Feast or Fast by Elizabeth Brown, MS, RD
Soup is good for the soul
Long before the British settled in America, Native American Indians invoked this annual feast we call Thanksgiving as a way to celebrate the harvest and give thanks for a successful bounty of crops. Yet somehow we have turned it into a feast without an actual harvest for which to be thankful, at least not for most of us.
For most Americans, food is an abundant luxury we often take for granted. We have so much food available at any time that we never have to eat the same thing twice. We can even get thousands of calories for merely hundreds of pennies.
There are many ways to show gratitude for the harvest even if you have not grown your own. Buy fresh local produce at the farmer’s market. Say “Thank you” to the farmers who supply your nutritious nibbles. Perhaps even give them a hug or at least make a purchase. Make this a habit which will benefit both you and the farmer.
Some other ways to give thanks for an abundance of food is to fast. Especially after a day or two of feasting, a mild fast can give you a break from the kitchen and offer your belly a break as well.
You could use the money you save on food that day to buy food for those less fortunate.
Although an absolute fast is not recommended for any extended period of time, there are ways to “fast” and still meet your needs for nutrients, warmth, comfort, purification and spirituality.
The season might dictate which type of fast you choose. For example, you may choose to “spring clean” your body in preparation for the warm days of summer. Therefore, liquid or raw food fasts would be ideal. Because we are heading into winter, warm foods would be a better way to prepare the body for the stillness of winter.
Follow the example of nature. During fall, everything in nature contracts and moves its essence inward and downward. Leaves and fruit fall, seeds dry and the sap of trees goes into the roots.
Fall is indeed the season of harvest, a time to pull inward and gather together on all levels, a time to store fuel. It is the time to regroup and reorganize from the more scattered patterns of summer. To stimulate these actions, choose sour foods such as pickles, olives, sauerkraut, lemons, limes, grapefruit and sour apples.
Winter is a time for reflection, introspection and contraction.
According to Traditional Chinese Medicine (TCM), the ability to listen clearly is heightened in the cold, silent months. Growing up in Pennsylvania, I can attest that the winter was a very reflective time period especially while walking on newly fallen snow when the air was crisp and the earth seemed pure.
TCM also follows that the kidneys are the “opening to the ears” and the kidneys are most affected by the winter months. Therefore, having strong, vital kidneys is essential throughout the winter months. The person with healthy kidneys is active yet calm, courageous but gentle, accomplishes a great deal without stress, and balances assertive action with nurture. I call this listening to your body.
As winter approaches, add bitter and salty foods. These foods emphasize the “storage-oriented” season, a time to rest, meditate and store physical energy.
Bitter foods include watercress, endive, escarole, turnip, celery, asparagus, alfalfa, rye, oats, quinoa and amaranth whereas some healthful salty food options are miso, soy sauce or tamari, seaweeds and sea salt.
It may not seem that a fast is appropriate since we are supposed to take this time to store physical energy.
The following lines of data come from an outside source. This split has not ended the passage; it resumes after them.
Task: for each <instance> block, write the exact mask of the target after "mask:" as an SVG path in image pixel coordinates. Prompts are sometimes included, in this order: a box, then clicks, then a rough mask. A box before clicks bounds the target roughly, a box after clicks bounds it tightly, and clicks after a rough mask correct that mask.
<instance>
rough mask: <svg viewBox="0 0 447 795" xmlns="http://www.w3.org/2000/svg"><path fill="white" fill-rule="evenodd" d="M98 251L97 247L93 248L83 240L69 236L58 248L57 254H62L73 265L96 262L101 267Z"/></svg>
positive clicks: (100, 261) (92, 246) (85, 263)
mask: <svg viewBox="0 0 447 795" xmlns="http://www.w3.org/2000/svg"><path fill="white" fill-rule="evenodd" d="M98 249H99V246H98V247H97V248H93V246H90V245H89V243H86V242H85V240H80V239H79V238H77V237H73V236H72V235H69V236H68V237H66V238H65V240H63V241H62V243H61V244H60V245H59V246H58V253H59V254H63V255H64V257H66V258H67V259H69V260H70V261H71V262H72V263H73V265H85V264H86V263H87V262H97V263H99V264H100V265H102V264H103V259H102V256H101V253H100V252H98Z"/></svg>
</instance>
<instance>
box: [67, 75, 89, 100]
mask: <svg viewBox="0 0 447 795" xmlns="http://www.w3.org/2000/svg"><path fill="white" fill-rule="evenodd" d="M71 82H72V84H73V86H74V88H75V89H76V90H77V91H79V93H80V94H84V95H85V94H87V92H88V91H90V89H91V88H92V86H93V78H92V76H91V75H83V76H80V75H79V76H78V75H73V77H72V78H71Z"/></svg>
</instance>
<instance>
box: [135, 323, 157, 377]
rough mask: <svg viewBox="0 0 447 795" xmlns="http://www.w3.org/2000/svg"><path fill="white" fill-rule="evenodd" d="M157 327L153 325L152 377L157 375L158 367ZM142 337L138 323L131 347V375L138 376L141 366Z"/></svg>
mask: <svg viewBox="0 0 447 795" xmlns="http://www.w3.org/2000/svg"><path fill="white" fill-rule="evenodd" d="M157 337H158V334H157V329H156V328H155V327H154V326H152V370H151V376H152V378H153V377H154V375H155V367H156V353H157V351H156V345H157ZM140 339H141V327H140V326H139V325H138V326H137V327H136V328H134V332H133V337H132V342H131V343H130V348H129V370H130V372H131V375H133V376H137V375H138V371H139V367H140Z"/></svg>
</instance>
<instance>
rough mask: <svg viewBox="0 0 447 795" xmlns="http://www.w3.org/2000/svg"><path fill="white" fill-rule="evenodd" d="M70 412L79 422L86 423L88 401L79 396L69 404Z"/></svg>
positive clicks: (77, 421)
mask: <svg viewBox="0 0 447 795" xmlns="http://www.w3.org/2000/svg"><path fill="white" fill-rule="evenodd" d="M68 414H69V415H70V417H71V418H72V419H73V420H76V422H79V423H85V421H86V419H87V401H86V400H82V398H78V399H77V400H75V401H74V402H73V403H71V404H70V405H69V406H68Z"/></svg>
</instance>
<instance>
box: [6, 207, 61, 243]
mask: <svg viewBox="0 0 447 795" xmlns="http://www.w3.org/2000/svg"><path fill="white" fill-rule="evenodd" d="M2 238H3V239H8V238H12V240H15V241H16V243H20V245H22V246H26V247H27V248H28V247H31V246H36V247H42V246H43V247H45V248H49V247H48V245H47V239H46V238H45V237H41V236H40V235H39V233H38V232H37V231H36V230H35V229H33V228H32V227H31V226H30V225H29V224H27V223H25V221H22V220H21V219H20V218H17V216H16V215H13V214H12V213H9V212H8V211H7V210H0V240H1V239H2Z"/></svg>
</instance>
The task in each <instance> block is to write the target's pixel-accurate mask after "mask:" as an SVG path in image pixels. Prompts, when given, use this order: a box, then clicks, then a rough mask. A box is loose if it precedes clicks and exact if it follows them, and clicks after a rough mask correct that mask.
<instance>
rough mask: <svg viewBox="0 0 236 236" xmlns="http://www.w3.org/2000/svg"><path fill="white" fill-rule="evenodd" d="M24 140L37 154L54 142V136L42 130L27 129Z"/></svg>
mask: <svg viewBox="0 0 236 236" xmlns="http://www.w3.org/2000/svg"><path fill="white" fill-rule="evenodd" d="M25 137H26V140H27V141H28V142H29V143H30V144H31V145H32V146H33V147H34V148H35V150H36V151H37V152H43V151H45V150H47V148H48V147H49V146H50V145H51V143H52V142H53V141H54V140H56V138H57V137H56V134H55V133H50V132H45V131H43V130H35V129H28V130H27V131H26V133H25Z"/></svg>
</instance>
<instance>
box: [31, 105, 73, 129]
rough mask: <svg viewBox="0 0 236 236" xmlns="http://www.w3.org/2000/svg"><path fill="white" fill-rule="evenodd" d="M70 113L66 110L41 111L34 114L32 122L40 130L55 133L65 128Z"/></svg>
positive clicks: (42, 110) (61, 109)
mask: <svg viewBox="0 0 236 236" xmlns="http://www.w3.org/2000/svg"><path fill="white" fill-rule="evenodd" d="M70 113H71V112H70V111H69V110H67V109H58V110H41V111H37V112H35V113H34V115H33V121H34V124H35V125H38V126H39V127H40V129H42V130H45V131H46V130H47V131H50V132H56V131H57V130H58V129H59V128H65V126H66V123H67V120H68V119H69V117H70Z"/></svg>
However, fasting comes in many forms, even inasmuch as simplifying the diet. A cooked food “fast” for fall and winter may consist of steamed leafy greens and root vegetables with grains such as brown rice or quinoa and legumes such as mung beans.
A hearty soup signifies warmth, comfort and contemplation—the perfect food to stimulate rest and reflection in the coming months.
Hearty Miso Soup
8 cups water
4 mushrooms, fresh or dried (chopped)
2 pieces wakame seaweed (rehydrated and chopped)
1/2 head napa cabbage or green cabbage (cut into 1/2 inch strips)
2 stalks celery (chopped crosswise)
2 carrots (cut into half moons)
1 turnip, small cubed
1/2 yellow onion (cut into quarters and chopped crosswise)
White or yellow miso, added just before serving
Place wakame and mushrooms in water to rehydrate, then chop. Use the soaking liquid as part of your eight cups of water. Pour into a large pot. Add mushrooms, wakame, cabbage, celery, carrots, turnip and onions. Simmer for 20 minutes or until vegetables are tender. Add one teaspoon of miso to each bowl of soup just before serving in order to preserve the biological activity of the cultures in this fermented paste.